Working from home today, whenever I take a break I've been drawing up new animations for the monsters. So far nightmare's 1, 2, and 3 have all been redone, I'm probably going to leave the fourth and fifth enemies as is since I like how they look. I'll post a video later with the new monsters and the boss fight!
I'm finally "done" haha. Or I should say, every level, the boss fight, and the title and end screens are completed! I'll probably put it up as a project in the next day or two if anyone wants to play it early lol. But it can be played through multiple times so it definitely seems to be working. There is still a lot I want to do now though, in addition to stuff like finishing the music.
I did get a fourth song written and produced so now I only need like 8 more haha.

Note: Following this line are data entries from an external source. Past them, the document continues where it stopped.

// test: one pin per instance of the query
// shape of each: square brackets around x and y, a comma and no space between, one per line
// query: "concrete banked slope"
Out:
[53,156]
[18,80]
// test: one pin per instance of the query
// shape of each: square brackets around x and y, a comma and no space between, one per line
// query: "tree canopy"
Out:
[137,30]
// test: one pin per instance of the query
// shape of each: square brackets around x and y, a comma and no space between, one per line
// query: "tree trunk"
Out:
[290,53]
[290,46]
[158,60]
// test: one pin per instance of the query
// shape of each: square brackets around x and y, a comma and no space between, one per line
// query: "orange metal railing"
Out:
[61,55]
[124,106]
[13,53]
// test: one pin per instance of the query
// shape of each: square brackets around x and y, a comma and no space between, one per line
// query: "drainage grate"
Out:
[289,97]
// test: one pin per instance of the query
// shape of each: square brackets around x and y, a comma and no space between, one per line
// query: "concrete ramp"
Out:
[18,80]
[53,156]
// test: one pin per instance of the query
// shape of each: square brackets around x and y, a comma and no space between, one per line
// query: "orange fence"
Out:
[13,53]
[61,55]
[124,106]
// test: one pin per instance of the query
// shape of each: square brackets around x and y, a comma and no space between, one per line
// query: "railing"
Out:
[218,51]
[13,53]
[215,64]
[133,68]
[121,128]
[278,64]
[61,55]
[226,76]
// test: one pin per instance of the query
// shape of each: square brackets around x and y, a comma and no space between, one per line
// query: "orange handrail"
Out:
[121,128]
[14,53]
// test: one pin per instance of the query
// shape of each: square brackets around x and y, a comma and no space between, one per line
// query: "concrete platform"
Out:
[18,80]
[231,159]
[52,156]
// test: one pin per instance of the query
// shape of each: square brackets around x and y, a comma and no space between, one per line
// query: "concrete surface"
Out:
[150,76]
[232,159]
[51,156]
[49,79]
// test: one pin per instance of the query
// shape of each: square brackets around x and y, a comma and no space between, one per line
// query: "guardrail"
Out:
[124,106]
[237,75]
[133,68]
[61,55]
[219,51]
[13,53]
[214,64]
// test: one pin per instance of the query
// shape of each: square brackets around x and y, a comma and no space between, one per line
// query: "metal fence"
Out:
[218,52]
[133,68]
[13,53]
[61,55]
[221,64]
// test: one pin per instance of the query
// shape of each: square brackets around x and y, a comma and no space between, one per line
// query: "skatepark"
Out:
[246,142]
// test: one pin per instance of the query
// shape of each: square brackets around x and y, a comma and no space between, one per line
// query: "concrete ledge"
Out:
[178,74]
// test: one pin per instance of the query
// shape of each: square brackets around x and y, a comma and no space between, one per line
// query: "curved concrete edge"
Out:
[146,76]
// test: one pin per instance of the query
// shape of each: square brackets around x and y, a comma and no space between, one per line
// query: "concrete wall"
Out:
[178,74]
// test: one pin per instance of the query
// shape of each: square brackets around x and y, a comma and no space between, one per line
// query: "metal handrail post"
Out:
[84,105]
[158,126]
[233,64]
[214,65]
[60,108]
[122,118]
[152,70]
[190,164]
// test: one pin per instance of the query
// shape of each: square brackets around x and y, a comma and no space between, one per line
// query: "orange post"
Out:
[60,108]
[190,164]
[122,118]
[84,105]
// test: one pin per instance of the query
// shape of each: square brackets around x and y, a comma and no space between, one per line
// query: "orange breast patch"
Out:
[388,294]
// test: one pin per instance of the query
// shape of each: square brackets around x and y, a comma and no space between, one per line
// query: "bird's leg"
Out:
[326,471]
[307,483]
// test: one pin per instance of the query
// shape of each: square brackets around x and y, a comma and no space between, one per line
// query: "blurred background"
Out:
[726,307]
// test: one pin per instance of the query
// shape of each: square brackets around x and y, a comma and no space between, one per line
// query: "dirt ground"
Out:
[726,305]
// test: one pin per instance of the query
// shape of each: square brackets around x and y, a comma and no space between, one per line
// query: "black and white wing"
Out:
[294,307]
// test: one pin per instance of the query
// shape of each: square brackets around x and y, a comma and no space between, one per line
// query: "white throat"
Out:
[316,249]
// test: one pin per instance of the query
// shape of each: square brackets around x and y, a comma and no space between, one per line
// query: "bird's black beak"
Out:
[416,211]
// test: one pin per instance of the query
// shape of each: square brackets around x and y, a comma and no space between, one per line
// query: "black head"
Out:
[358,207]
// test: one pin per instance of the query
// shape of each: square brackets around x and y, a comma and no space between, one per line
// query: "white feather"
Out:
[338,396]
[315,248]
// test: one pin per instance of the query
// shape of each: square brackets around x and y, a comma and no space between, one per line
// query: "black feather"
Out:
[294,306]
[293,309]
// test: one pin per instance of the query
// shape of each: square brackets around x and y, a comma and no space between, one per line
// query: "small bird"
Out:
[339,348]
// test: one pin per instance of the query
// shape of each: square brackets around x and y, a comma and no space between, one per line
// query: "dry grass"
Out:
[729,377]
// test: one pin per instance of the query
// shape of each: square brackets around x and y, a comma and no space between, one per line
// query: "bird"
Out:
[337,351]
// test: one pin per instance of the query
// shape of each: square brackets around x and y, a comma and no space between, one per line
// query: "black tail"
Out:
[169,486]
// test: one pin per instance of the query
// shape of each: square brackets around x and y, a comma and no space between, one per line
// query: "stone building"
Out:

I also need to add more sound effects and do a bunch more playtesting, but I'm happy to say I can submit something now haha!
Not much for today but I am working out the boss fight so far and I did a bunch of play testing. I wanted to show off level 5 but I think I'm going to go with this gif of the boss fight. So far it's only the boss, but you jump on him a number of times and he respawns away from you each time, so it should be a bit more challenging than the regular enemies. I plan to add in spawned enemies as well, but one step at a time haha. Here it is: Boss fight
Hey guys, I'm back, didn't get a ton done game wise yesterday. I did get the 5th almost complete and the boss level is taking shape now. I did however get 2 songs out haha. So I'll post screenshots or a gif later but for now here are the tracks for levels 1 and 2. Both are in the same style as the starting village song, just that they both get darker and faster. I switched leads for level 2's track but it's still an old chip lead, I'm just not sure from which system it came from haha.
I like it so far! I tried out the demo and it worked completely for me, I got to the end. I did notice that I could jump through from the bottom of platforms in dream mode, is that correct? It would make sense on one hand because it's a dream, but that's the only feedback on the demo I could give haha. The concept seems really awesome and you obviously have the mode switching down which is really cool!
This looks really cool so far! I'm also making a platformer, but in Unity. I tried to use pygame before and I really liked it because Python is my favorite language to code in but I switched to Unity because I think for my first couple games I need the engine to help me out where it can in the development process haha. But I think if I ever made a strategy game it would be with pygame since all my data libraries are in Python. I really like the art so far, the sheep look really good!
Thank you! I assume you built your own physics system for raycasting instead of the base Unity physics? I actually used the Corgi Engine on the asset store because I didn't feel like reimplementing all of that haha. But other than that I made sure to try and keep everything the same scale and made sure the colliders were as tight as possible because I know that if you have a ton of different objects with different scales that will sometimes mess up the raycasting.